The mayor’s fiscal plan would close child health, infant mortality, asthma control and adolescent substance abuse clinics. Additional cutbacks would shut TB clinics (as the disease spreads in poor and immigrant communities) and cut the Office of Minority Health (while the cost of racial disparities in access to care is measured in human lives).

Medicaid under attack

In Washington and Albany, President Bush and Gov. Pataki are both trying to cut Medicaid, which now covers 47 million poor, elderly and disabled Americans. Along with their jobs, millions of workers have lost employer-provided medical insurance under the Bush administration, driving up Medicaid costs. The president’s proposed $23 billion budget cut really means cutting off people’s health care and damaging safety net providers such as public hospitals.

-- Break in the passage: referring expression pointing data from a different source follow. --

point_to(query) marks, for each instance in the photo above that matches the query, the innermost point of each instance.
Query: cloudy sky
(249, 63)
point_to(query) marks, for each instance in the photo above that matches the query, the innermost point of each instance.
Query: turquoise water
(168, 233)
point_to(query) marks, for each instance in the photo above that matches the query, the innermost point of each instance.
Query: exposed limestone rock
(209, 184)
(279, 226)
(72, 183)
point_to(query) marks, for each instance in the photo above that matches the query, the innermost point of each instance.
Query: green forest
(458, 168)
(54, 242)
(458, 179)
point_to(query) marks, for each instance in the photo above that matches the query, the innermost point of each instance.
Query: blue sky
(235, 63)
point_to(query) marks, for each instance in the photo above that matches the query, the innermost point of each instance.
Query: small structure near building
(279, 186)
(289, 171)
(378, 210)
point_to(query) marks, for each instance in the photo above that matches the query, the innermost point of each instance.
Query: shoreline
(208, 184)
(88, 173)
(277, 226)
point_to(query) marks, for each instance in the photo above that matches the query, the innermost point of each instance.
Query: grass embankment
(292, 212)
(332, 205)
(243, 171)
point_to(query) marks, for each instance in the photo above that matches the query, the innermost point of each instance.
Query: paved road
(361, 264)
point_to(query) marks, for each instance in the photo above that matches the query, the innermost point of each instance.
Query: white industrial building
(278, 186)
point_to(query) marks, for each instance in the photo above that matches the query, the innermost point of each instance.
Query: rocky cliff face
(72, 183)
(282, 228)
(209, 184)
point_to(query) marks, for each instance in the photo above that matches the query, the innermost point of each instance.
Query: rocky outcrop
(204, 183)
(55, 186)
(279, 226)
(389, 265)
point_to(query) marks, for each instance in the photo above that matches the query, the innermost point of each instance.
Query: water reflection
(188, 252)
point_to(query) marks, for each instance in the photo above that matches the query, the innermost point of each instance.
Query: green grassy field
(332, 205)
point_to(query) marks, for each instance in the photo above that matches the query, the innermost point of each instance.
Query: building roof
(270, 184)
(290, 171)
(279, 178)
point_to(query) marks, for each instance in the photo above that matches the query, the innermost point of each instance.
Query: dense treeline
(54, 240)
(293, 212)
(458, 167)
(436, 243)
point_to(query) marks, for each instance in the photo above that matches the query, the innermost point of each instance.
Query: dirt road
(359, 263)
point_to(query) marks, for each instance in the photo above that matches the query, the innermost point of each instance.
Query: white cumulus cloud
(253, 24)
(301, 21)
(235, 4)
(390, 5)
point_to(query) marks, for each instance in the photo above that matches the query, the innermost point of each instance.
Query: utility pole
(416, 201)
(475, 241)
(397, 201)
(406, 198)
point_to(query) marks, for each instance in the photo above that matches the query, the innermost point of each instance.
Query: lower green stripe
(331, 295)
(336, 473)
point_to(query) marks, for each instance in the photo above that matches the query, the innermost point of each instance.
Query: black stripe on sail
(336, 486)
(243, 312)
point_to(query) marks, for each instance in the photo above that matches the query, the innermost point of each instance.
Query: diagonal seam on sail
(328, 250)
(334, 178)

For health workers, Medicaid means jobs. Medicaid is a financial anchor of the health sector of our economy. It provides over half of the budget of New York City’s Health and Hospitals Corp., where thousands of DC 37 members work.

Gov. Pataki’s plan to reduce Medicaid this year by $1.6 billion statewide includes a $60 million blow at HHC. That’s on top of longstanding anti-urban discrimination in the state program. In the other 49 states, the program is funded half and half by the feds and the state. But New York makes local governments pay about one-third of the non-federal portion. This means that alone of the nation’s big cities with their large poor and immigrant populations, New York City bears an extra burden for Medicaid — $4 billion a year.

Now the governor’s proposed budget would cut Medicaid funds for the city’s most vulnerable — nursing home patients, disabled children, the elderly and SSI recipients. In the state Family Health Plus program, it would eliminate vision and dental services for low-income families and kick out low-wage workers whose employers refuse to provide health insurance as well as government employees.

Mr. Pataki’s plan would even tax Medicaid and other revenues received by HHC. Our public hospitals serve the vast majority of working people whose employers do not provide insurance. Just where could these people go if HHC is starved for funds? Saving hospitals is saving lives.

I am asking every DC 37 member to get involved now. What you can do is described on pages 5-7 and the back page of this PEP. Your phone call or e-mail can make a difference in the battle to stop these harmful cuts. As you talk with the politicians, focus on the fundamental principle: Health care is a right.

Instead of making repeated cuts in the current patchwork system, any government that cares about people should build a national health insurance system that covers everybody who needs it. That will be one of the key issues in the November election as we fight to take back America.